Em meio a mais grave recessão da história do país, a proposta de reforma
da Previdência trazida pela PEC 287/16 ataca direitos dos mais pobres, o que
tende a agravar as desigualdades de renda no Brasil. Do conjunto de políticas
distributivas no Brasil, nenhuma é mais eficiente do que a Previdência Social.
A esmagadora maioria dos benefícios do Regime Geral, cerca de 80%, é de um
salário mínimo, com elevado impacto distributivo. Ademais, as transferências da
Previdência Social exercem papel econômico fundamental no aspecto da
distribuição regional da renda. Em torno de 71% dos municípios brasileiros os
montantes transferidos pelos benefícios da Previdência Social são superiores
àqueles repassados pelo Fundo de Participação dos Municípios. Ademais, 68% dos
benefícios da Previdência Social são destinados a municípios com até 50 mil
habitantes. Há uma relação direta, portanto, entre as medidas propostas na PEC
e a formação do mercado consumidor interno, em função do alcance da Seguridade
Social. É renda garantida todo mês, na veia do mercado consumidor interno, em
benefício de metade da população brasileira.
Fazer
o debate sobre a Previdência Social e a Seguridade Social no Brasil é fundamental,
em função do declínio da taxa de natalidade e da consequente elevação gradual
da população idosa. Mas essa discussão tem que ser feita com profundidade, e a
partir dos interesses maiores do Brasil e não à serviço do capital financeiro,
como é o caso da PEC proposta.

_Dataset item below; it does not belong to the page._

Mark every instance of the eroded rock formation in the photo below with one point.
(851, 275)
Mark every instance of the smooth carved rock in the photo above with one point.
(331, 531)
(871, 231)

Não devemos raciocinar segundo um “fatalismo
demográfico”. Os impactos dos aspectos demográficos sobre a sustentação da
Previdência são mediados por variáveis econômicas e sociais, o nível de
emprego, a formalização do mercado de trabalho e outros. Na realidade, como
constatam os principais estudos, o principal problema da Previdência Social não
é a demografia em si, mas o fato de que o Brasil não possui um projeto nacional
e democrático de desenvolvimento.
Atenciosamente,
José Álvaro de Lima Cardoso (economista
e supervisor técnico do DIEESE em Santa Catarina).